German mathematician and computer scientist

Christoph Koutschan is a German mathematician and computer scientist. He is currently with the Johann Radon Institute for Computational and Applied Mathematics (RICAM) of the Austrian Academy of Sciences.

== Education ==
Christoph Koutschan (born 12 December 1978 in Dillingen an der Donau, Germany) is a German mathematician and computer scientist. He studied computer science at the University of Erlangen-Nuremberg in Germany from 1999 to 2005 and then moved to the Research Institute for Symbolic Computation (RISC) in Linz, Austria, where he completed his PhD in symbolic computation in 2009 under the supervision of Peter Paule.

== Career ==
Koutschan is working on computer algebra, particularly on holonomic functions, with applications to combinatorics, special functions, knot theory, and physics.

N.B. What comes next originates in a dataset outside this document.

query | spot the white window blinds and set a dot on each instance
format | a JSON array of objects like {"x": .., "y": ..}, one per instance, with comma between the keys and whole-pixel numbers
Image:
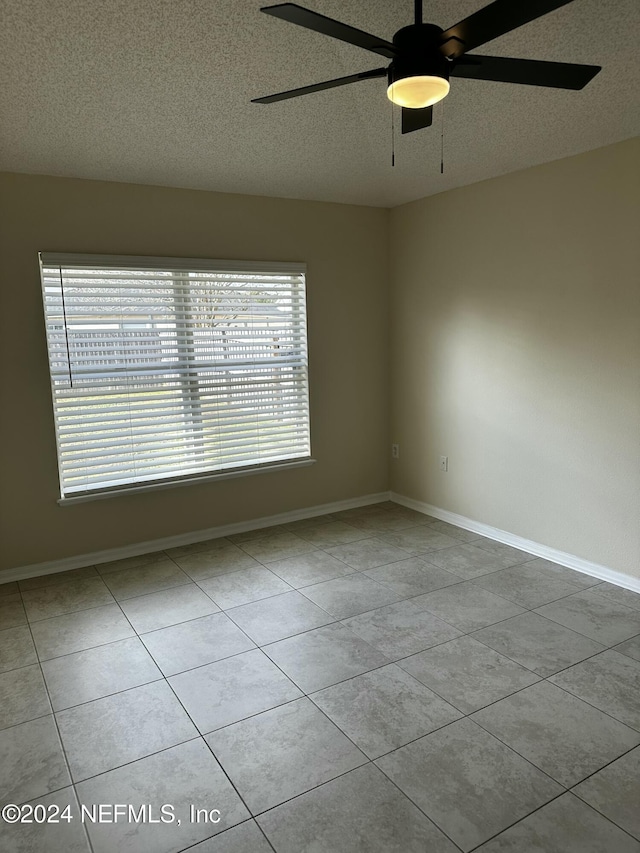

Together with Doron Zeilberger and Manuel Kauers, Koutschan proved two famous open conjectures in combinatorics using large scale computer algebra calculations. Both proofs appeared in the Proceedings of the National Academy of Sciences. The first concerned a conjecture formulated by Ira Gessel on the number of certain lattice walks restricted to the quarter plane. The second conjecture proven by Koutschan, Kauers, and Zeilberger was the so-called q-TSPP conjecture, a product formula for the orbit generating function of totally symmetric plane partitions, which was formulated by George Andrews and David Robbins in the early 1980s.

He is currently with the Johann Radon Institute for Computational and Applied Mathematics (RICAM) of the Austrian Academy of Sciences.

== Awards ==
In 2016, with Manuel Kauers and Doron Zeilberger he received the David P. Robbins Prize of the American Mathematical Society.

==Personal life==
Koutschan is married and has two children.